Protein phosphatases regulate a wide array of proteins through post-translational modification and are required for a plethora of intracellular events in eukaryotes. While some core components of the protein phosphatase complexes are well characterized, many subunits of these large complexes remain unstudied. Here we characterize a loss-of-function allele of the protein phosphatase 1 regulatory subunit 35 (Ppp1r35) gene. Homozygous mouse embryos lacking Ppp1r35 are developmental delayed beginning at embryonic day (E) 7.5 and have obvious morphological defects at later stages. Mutants fail to initiate turning and do not progress beyond the size or staging of normal E8.5 embryos. Consistent with recent in vitro studies linking PPP1R35 with the microcephaly protein Rotatin and with a role in centrosome formation, we show that Ppp1r35 mutant embryos lack primary cilia. Histological and molecular analysis of Ppp1r35 mutants revealed that notochord development is irregular and discontinuous and consistent with a role in primary cilia, that the floor plate of the neural tube is not specified. Similar to other mutant embryos with defects in centriole function, Ppp1r35 mutants displayed increased cell death that is prevalent in the neural tube and an increased number of proliferative cells in prometaphase. We hypothesize that loss of Ppp1r35 function abrogates centriole homeostasis, resulting in a failure to produce functional primary cilia, cell death and cell cycle delay/stalling that leads to developmental failure. Taken together, these results highlight the essential function of Ppp1r35 during early mammalian development and implicate this gene as a candidate for human microcephaly.

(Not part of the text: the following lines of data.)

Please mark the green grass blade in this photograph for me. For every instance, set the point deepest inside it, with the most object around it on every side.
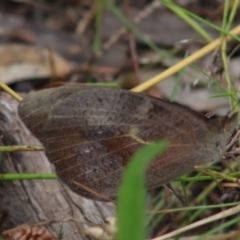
(131, 201)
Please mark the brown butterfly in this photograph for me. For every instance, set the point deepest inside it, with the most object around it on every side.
(90, 134)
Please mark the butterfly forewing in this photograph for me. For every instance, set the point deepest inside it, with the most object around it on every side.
(90, 134)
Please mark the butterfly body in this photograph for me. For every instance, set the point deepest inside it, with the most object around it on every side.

蛋白磷酸酶通过翻译后修饰调节多种蛋白质，并且是真核生物中大量细胞内事件所必需的。虽然蛋白磷酸酶复合物的一些核心成分已得到很好的表征，但这些大型复合物的许多亚基仍未得到研究。在这里，我们描述了蛋白磷酸酶 1 调节亚基 35 ( Ppp1r35 ) 基因的功能丧失等位基因。缺乏Ppp1r35的纯合小鼠胚胎从胚胎第 (E) 7.5 天开始发育延迟，并在后期有明显的形态缺陷。突变体无法启动转向，也不会进展到超出正常 E8.5 胚胎的大小或阶段。与最近将 PPP1R35 与小头畸形蛋白 Rotatin 联系起来并在中心体形成中发挥作用的体外研究一致，我们表明Ppp1r35突变胚胎缺乏初级纤毛。 Ppp1r35突变体的组织学和分子分析表明，脊索发育是不规则和不连续的，与初级纤毛的作用一致，神经管的底板不明确。与其他具有中心粒功能缺陷的突变体胚胎类似， Ppp1r35突变体表现出神经管中普遍存在的细胞死亡增加和中期增殖细胞数量增加。我们假设Ppp1r35功能的丧失会破坏中心粒稳态，导致无法产生功能性初级纤毛、细胞死亡和细胞周期延迟/停滞，从而导致发育失败。 总而言之，这些结果强调了Ppp1r35在早期哺乳动物发育过程中的基本功能，并表明该基因是人类小头畸形的候选基因。